La Chine a exclu l'aviation civile d'une partie de l'espace aérien au large de Shanghai, deux fois plus grande que Taïwan, pour 40 jours ( AFP / Pedro PARDO )
La Chine a exclu l'aviation civile d'une partie de l'espace aérien au large de Shanghai, deux fois plus grande que Taïwan, pour 40 jours, selon un message destiné aux aviateurs publié par le régulateur américain de l'aviation (FAA), sans que les raisons soient précisées.
Mise en ligne le 27 mars à 11H50 GMT, la restriction d'accès (Notam) prenait effet quelques heures plus tard et jusqu'au 6 mai. Elle affecte cinq zones couvrant au total 73.000 km2, à quelques centaines de kilomètres au nord de Taïwan.
La Chine n'avait pas communiqué de justification au 8 avril, mais "il n'y a pas a pas d'autre usage possible que militaire" de ce type de restrictions d'accès à l'espace aérien, a affirmé à l'AFP l'expert en sécurité maritime Benjamin Blandin. "Cela peut être pour tirer des missiles, effectuer des exercices aériens, etc. On ne sait pas."

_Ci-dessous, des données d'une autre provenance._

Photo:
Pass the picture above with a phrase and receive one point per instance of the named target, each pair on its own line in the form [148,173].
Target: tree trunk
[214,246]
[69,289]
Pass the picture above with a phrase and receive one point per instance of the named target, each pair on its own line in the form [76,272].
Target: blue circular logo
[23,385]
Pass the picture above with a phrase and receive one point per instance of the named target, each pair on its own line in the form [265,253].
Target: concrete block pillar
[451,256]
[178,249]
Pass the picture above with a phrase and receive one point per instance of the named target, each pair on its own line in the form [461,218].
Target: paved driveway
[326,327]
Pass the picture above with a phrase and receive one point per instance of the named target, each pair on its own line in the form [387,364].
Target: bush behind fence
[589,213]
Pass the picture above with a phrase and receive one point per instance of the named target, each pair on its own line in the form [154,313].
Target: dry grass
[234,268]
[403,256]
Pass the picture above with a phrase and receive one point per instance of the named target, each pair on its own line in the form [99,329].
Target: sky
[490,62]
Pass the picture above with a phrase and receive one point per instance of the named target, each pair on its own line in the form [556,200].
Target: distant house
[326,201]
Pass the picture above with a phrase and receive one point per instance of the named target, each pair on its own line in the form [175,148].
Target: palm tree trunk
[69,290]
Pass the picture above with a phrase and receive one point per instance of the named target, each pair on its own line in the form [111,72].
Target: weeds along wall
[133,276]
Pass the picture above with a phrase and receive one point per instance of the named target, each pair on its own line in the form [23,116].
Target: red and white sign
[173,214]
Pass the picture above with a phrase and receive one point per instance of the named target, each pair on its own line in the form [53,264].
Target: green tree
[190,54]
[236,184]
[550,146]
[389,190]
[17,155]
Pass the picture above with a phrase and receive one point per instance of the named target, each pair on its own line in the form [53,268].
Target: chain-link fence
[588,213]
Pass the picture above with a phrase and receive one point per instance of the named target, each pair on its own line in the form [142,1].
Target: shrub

Selon le chercheur à l'Institut taïwanais pour la défense nationale (INDSR), il s'agit de la "toute première fois" que la Chine restreint l'accès à l'espace aérien à la fois "de façon aussi soudaine, élargie géographiquement, prolongée dans le temps et aussi peu renseignée".
Xavier Tytelman, consultant aéronautique et défense pour Aviation NXT, estime lui aussi que cette restriction "sort de l'ordinaire" par son ampleur, sa durée et l'absence de limites en altitude, basse ou haute.
Les Notam visent à informer les aviateurs de circonstances inhabituelles affectant certaines zones aériennes. Elles sont généralement émises en amont d'exercices militaires ou lors d'événements exceptionnels tels que des incendies ou des éruptions volcaniques.
Carte montrant cinq zones de l'espace aérien au large de Shanghai dont les autorités chinoises ont limité l'accès pendant 40 jours, du 27 mars au 6 mai 2026 ( AFP / Paz PIZARRO )
Dans ce cas particulier, cela signifie que "l'Etat se réserve une zone", précise Xavier Tytelman, consultant aéronautique et défense pour Aviation NXT. La limitation d'accès concerne l'aviation civile mais pas nécessairement les avions, hélicoptères ou drones militaires.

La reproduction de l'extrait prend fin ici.